Internal links are free authority

Most sites underuse internal linking. It's one of the clearest signals you can send Google about which pages on your site matter, and it's completely in your control.

When you publish a new article, go back to older relevant pages and link to it from there. When you write about something that connects to another piece on your site, link there. Use descriptive anchor text: "how to structure a design brief" rather than "click here." This distributes authority across your site and tells Google how your content relates to itself.

For a small site or freelance studio, topical clustering is the most efficient way to build authority. Instead of publishing one web design article every few weeks, build a cluster: one main pillar page on the topic, with several supporting articles that go deeper on specific subtopics. Each article links back to the pillar. The pillar links to each article. Over time, this tells Google your site has real depth on a subject, which is what builds topical authority.

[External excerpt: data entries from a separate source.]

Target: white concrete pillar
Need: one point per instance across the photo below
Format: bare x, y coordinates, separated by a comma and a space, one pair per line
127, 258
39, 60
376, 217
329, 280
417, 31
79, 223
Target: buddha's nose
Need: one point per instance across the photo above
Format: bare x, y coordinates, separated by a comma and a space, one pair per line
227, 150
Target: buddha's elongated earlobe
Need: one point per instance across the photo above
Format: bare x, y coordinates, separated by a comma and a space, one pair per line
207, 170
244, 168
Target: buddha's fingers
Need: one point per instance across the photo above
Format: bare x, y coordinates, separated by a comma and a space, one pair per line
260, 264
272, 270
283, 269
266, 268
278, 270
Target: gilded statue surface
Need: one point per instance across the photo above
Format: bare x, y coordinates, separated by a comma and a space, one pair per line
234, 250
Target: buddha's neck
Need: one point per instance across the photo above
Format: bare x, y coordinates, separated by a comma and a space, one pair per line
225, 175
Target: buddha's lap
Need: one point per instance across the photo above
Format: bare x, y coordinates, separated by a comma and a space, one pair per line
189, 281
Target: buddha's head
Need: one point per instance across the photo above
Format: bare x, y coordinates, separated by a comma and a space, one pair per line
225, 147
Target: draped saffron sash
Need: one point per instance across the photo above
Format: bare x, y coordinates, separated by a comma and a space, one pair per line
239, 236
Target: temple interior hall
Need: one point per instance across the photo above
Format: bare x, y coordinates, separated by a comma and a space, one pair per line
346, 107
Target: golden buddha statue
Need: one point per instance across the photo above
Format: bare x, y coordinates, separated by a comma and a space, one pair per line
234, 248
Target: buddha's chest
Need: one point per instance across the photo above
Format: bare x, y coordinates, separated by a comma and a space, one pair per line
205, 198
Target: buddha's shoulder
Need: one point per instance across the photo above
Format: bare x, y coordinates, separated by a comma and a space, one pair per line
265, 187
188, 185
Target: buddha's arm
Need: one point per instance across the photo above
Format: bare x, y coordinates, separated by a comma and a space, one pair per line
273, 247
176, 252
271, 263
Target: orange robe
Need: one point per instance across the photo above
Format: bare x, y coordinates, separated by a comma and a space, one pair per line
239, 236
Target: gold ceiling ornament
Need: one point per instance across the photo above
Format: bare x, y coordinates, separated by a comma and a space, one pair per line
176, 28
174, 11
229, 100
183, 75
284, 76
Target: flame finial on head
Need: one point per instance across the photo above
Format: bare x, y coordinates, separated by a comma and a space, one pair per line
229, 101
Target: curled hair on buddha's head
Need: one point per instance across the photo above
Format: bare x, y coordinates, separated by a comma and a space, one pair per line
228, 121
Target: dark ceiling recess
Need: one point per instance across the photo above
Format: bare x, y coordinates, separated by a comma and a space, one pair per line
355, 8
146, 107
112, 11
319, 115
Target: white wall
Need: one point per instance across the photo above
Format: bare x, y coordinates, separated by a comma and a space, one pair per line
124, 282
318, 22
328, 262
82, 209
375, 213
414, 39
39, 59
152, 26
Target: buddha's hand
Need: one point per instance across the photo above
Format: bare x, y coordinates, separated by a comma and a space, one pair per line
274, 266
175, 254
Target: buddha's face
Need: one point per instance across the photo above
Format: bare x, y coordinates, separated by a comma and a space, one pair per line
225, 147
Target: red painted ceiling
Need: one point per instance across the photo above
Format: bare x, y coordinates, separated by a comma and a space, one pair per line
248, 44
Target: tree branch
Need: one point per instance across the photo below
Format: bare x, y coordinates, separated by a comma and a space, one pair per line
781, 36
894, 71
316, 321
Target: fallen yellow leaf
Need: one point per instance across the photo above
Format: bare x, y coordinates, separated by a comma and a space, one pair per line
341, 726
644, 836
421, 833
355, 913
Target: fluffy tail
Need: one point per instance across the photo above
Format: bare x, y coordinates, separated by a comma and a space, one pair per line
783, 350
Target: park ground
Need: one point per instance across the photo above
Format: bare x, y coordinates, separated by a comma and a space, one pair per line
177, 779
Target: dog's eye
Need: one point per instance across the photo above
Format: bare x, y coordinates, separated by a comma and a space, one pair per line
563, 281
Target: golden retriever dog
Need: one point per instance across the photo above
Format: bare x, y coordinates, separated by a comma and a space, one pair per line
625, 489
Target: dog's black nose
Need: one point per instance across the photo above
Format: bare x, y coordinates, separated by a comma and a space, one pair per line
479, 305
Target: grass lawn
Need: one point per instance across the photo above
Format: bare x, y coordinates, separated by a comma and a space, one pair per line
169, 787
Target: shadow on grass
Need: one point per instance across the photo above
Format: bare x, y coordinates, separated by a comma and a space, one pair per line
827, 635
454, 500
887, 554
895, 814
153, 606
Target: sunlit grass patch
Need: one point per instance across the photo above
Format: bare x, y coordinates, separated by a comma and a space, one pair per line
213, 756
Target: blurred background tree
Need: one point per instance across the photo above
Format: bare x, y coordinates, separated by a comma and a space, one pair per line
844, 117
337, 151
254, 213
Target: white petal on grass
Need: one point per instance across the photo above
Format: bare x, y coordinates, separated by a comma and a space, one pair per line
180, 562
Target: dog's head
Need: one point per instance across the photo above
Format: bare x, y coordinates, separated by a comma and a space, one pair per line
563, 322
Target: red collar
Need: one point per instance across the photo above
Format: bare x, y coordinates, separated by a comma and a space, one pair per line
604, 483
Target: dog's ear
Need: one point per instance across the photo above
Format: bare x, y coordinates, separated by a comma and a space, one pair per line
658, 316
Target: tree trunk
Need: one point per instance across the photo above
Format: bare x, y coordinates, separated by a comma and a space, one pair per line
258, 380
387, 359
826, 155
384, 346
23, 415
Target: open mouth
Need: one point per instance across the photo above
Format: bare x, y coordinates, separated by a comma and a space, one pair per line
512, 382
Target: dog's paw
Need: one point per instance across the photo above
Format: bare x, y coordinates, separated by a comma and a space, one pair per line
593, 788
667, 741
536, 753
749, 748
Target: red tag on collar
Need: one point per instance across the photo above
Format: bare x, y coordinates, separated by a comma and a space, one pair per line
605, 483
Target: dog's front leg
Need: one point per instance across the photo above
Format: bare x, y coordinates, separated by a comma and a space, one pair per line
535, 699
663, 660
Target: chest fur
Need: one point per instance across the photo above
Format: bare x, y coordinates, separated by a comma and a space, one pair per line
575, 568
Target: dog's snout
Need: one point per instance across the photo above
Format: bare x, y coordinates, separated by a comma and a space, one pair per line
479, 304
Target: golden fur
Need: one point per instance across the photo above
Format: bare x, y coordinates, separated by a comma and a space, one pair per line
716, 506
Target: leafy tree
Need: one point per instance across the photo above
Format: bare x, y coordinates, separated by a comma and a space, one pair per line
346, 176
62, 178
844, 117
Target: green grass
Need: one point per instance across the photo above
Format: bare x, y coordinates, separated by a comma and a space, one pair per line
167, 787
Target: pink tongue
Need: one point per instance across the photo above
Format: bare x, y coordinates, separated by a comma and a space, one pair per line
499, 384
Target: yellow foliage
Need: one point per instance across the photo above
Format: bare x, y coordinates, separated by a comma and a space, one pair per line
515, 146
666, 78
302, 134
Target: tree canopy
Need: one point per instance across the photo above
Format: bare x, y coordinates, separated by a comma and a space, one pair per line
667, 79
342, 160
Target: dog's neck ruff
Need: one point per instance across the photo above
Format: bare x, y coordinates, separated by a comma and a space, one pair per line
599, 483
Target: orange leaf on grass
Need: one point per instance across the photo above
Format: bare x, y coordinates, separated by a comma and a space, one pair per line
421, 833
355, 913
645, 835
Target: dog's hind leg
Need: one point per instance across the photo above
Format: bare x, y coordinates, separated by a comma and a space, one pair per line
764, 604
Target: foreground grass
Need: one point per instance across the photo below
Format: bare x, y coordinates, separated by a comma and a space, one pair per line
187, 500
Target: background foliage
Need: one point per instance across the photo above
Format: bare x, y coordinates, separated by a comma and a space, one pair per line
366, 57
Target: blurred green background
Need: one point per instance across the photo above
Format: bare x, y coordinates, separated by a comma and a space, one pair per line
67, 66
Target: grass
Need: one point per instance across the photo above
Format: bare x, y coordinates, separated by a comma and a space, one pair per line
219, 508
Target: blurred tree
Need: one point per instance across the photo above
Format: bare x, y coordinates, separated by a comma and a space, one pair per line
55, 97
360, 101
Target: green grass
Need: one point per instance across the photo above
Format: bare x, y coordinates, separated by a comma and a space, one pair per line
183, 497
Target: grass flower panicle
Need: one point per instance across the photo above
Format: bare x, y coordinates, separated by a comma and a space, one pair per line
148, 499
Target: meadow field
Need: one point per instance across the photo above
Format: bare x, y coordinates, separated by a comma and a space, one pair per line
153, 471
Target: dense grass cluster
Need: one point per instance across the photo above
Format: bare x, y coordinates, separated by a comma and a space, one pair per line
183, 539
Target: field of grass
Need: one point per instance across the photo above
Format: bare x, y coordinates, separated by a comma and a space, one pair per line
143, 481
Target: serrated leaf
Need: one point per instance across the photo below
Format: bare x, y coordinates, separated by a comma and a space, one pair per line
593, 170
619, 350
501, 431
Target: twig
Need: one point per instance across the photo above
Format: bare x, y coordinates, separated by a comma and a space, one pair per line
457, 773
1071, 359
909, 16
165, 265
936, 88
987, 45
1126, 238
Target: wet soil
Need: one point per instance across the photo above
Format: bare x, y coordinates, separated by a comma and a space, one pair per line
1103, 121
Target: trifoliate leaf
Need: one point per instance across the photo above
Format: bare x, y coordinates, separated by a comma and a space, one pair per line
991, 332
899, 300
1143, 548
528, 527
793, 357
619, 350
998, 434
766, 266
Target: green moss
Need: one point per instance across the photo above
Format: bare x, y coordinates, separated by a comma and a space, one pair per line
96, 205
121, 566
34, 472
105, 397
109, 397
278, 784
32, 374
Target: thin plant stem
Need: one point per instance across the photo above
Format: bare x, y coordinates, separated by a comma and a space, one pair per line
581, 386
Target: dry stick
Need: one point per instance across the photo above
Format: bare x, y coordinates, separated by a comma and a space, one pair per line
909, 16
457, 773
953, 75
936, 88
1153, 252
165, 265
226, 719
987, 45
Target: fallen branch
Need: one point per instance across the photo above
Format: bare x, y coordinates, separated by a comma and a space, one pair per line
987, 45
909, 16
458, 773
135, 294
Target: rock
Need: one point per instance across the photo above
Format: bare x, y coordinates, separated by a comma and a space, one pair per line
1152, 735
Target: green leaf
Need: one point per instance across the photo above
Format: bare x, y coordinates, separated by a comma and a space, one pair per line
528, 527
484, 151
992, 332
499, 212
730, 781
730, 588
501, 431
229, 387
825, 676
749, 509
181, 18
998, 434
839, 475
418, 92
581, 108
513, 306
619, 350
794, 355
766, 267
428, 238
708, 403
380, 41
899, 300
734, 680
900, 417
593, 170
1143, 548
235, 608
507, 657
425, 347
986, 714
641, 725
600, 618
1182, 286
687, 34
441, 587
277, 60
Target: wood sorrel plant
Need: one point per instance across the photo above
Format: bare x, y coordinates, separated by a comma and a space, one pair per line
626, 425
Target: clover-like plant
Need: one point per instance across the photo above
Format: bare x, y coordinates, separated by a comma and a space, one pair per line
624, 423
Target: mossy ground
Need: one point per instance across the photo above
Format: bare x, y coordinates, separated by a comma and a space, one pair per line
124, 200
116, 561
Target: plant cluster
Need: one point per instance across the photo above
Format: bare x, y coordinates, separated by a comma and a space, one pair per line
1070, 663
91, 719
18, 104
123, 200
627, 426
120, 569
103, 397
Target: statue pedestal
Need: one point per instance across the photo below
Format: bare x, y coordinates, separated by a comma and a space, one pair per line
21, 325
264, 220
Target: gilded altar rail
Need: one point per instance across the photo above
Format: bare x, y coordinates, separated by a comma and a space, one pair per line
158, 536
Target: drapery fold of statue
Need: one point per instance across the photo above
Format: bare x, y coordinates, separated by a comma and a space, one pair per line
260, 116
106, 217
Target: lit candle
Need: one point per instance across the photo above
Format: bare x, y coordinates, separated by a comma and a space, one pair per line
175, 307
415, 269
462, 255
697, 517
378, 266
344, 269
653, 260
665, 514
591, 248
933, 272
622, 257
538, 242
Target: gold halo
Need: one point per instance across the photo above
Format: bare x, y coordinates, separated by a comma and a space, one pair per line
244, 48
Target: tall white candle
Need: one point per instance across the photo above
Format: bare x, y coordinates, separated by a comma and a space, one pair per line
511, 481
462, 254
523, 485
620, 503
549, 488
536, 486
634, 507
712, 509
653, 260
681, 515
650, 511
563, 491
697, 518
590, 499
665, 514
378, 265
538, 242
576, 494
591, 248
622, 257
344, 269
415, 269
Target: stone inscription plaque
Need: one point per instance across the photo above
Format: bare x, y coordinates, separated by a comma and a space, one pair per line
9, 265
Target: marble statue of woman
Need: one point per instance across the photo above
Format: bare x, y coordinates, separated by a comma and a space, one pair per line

Freshness matters, but not the way you think

Publishing regularly helps. What Google rewards is meaningful updates, not cosmetic ones.

Changing a publish date without changing the content won't improve rankings. What does help: updating statistics, adding examples from recent work, expanding sections that were thin, and removing information that's no longer accurate. If an article is getting traffic but has a high bounce rate, that's a signal the content isn't satisfying the intent. Reworking that one article is a better use of time than publishing five new ones that are just as shallow.

Show the last-updated date on your posts. Google weighs freshness for time-sensitive topics, and readers trust content more when they can see it was written by someone paying attention.

Technical SEO: the floor, not the ceiling

Technical SEO won't make weak content rank. But it can stop solid content from ranking.

The things that matter in 2025:

  • Core Web Vitals: Google measures how fast your main content loads (LCP), how quickly the page responds to interaction (INP), and whether elements shift around during load (CLS). A slow page or one with layout instability will rank lower than an equivalent page that doesn't have those problems, even with better content.
  • Mobile-first indexing: Google indexes the mobile version of your site. If it's broken or incomplete on mobile, that's what gets evaluated.
  • Schema markup: Structured data (Article, FAQ, HowTo) gives Google explicit context about your content. Pages with proper schema show measurably better AI visibility, roughly 30-40% higher based on recent GEO research.
  • HTTPS: A basic trust signal. If your site is still on HTTP, fix that before anything else.

If you're on a modern platform like Webflow, Framer, or a properly configured WordPress build, most of this is already handled. The things worth checking manually: schema implementation, page speed on mobile devices, and whether your pages are being crawled correctly through Google Search Console.

Backlinks still matter. Earn them, don't buy them.

A link from a credible site in your niche is one of the strongest authority signals Google uses. That hasn't changed. What's changed is that volume matters far less than relevance and quality.

One link from a well-regarded industry publication outweighs 50 links from low-quality directories. Paid link schemes still exist and still get sites penalized. The path that actually works: create content worth linking to, build relationships with other creators in your space, get featured in relevant roundups, and write guest posts for sites that have real audiences and real editorial standards.

For a small studio, earning five strong backlinks a year matters more than chasing 100 disposable ones.

One last thing

The sites ranking on page one for competitive terms today didn't get there by gaming a checklist. They built something people found useful, structured it clearly, kept it current, and did that consistently over months and years.

No shortcut to that exists. But there's also nothing mysterious about it. Write something specific for a specific person, make it easy to read, cover the topic with real depth, and give Google the signals it needs to understand what you've built. Do that consistently, and the rankings follow.